The purpose of the tutorial was to take stock and set a clear direction for production of the FMP outcomes. Whilst the individual projects are moving forward, I want to allow them to take their own course (with their own timescales) and to view them as a resource for my over-riding (clearly defined) FMP project, which by necessity has to be completed by May 2020. The diversity and complexity of the projects provides a rich set of possibilities in terms of the focus for the project. The challenge at this point in time is to clearly define the direction and outcomes of the project.
We discussed possible over-arching themes for the FMP project. The relationship between the natural and built environment and human activity (and, in particular, the ‘pushing back’ of the natural environment against human exploitation) appears to have most potential (for instance, in relation to the history of flooding of the marshland on which the Thames View, Thames Reach and Riverside estates are built, the recent fire on Riverside, the destruction of trees on the Gascoigne Estate, the pollution of land in the area by the coal-fired power station and other industrial units and so forth). This can be addressed through collaboration with selected participants in the micro-projects, and will involve archival work, environmental portraits, quotations, sound recordings, personal and official documents, photographs of the natural and built environment and of human activity relating to the place, developer and other images of current and future building, including CGIs. The work could focus on something like eight themes spanning both inter-twined environmental and human concerns (for instance, flood, fire, infestation, environment damage, mental health, migration, communication, isolation). Each theme could have a collaborator/informant, and would include material relating to their life world, trajectory and aspirations. The work could be presented as a multi-modal installation (see earlier discussion of the work of Edmund Clark and Janet Lawrence, for instance). The aim would be to invoke a sense of the relationships being explored, not a literal description. For that reason, and because of the complexity of the relationships, the exhibition (or other output) would not be explicitly themed (which raises the question of how to organise the work – do, for instance, I cluster the the biographical and archival material around the related composite image, what text is used and how, what is the relative scale of the images, and so on).
Specific issues raised in the tutorial:
- I should use a sketchbook for exploration of both the images to be made and the layout of exhibitions and other public outputs;
- I could create a zine mock-up or similar for each of the themes/clusters of work, to explore ways of editing, sequencing and presenting the material.
- think about the ways in which the images will be presented, and experiment with alternatives (for instance, the use of projection). Need to take care over costs. Might think about a website, and other ways of creating resources for the online submission of the the final project.
- of the exhibition spaces explored, the Warehouse looks most promising in terms of flexibility. Another possibility is the new block at Barking and Dagenham College, where the Photography programme is housed, and which is in the process of being fitted out and occupied. There are a number of places where a temporary exhibition might be possible.

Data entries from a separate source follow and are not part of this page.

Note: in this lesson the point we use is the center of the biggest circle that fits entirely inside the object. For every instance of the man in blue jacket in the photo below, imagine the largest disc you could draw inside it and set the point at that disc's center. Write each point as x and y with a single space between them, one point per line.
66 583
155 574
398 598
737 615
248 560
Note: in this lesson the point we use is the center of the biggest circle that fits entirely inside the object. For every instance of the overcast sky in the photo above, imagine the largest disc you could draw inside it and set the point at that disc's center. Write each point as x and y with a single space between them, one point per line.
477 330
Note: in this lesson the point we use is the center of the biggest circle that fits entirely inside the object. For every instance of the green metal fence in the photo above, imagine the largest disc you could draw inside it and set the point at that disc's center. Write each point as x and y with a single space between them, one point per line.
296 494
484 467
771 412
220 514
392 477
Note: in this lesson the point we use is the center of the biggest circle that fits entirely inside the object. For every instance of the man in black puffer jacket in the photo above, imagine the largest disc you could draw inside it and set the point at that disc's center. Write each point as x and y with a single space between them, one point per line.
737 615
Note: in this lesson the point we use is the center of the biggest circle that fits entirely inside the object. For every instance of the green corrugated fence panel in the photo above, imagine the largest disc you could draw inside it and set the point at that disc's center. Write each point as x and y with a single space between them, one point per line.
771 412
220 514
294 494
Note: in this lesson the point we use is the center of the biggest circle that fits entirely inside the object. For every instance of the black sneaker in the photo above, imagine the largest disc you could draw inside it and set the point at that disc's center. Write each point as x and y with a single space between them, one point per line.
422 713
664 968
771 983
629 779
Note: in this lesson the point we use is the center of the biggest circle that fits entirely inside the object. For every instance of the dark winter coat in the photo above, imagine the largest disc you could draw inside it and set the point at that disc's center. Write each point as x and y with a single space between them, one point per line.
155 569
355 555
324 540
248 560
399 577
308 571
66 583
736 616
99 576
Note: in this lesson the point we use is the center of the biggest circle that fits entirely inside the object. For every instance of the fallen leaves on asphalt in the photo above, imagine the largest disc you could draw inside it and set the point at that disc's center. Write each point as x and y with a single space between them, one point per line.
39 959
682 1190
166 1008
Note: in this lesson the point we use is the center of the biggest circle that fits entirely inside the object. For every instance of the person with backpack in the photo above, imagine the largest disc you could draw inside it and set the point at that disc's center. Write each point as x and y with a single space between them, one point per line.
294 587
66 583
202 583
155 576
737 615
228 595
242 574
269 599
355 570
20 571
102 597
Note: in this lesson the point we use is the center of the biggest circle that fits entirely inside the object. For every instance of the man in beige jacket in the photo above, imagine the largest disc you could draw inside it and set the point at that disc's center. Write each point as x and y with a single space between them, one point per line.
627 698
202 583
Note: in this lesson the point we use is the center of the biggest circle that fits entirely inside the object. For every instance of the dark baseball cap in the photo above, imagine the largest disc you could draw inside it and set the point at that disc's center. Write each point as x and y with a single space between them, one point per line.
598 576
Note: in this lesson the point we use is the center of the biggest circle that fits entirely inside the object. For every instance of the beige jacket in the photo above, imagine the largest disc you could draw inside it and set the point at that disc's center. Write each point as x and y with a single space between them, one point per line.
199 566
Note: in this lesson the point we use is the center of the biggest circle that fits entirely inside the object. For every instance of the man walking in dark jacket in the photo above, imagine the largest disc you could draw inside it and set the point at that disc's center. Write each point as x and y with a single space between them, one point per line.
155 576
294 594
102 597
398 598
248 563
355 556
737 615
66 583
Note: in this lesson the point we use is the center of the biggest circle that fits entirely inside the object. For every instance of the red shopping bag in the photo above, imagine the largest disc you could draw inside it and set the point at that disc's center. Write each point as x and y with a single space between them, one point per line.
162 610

- check out work by Noemie Goudal (I saw her work in London last year). Particularly interesting is the scale of the work, and the use of frameworks and other structures for display. Her website includes lots of installation shots and is a good source of ideas.
- make more environmental images. Look at Gillian Wearing’s remaking of Durer’s weed paintings (for the video work Crowd, 2012) in relation to the exploration of plants and boundaries along Footpath 47.
- explore portraiture further. I am doing this as part of the work with the TWCP Citizen Action Group.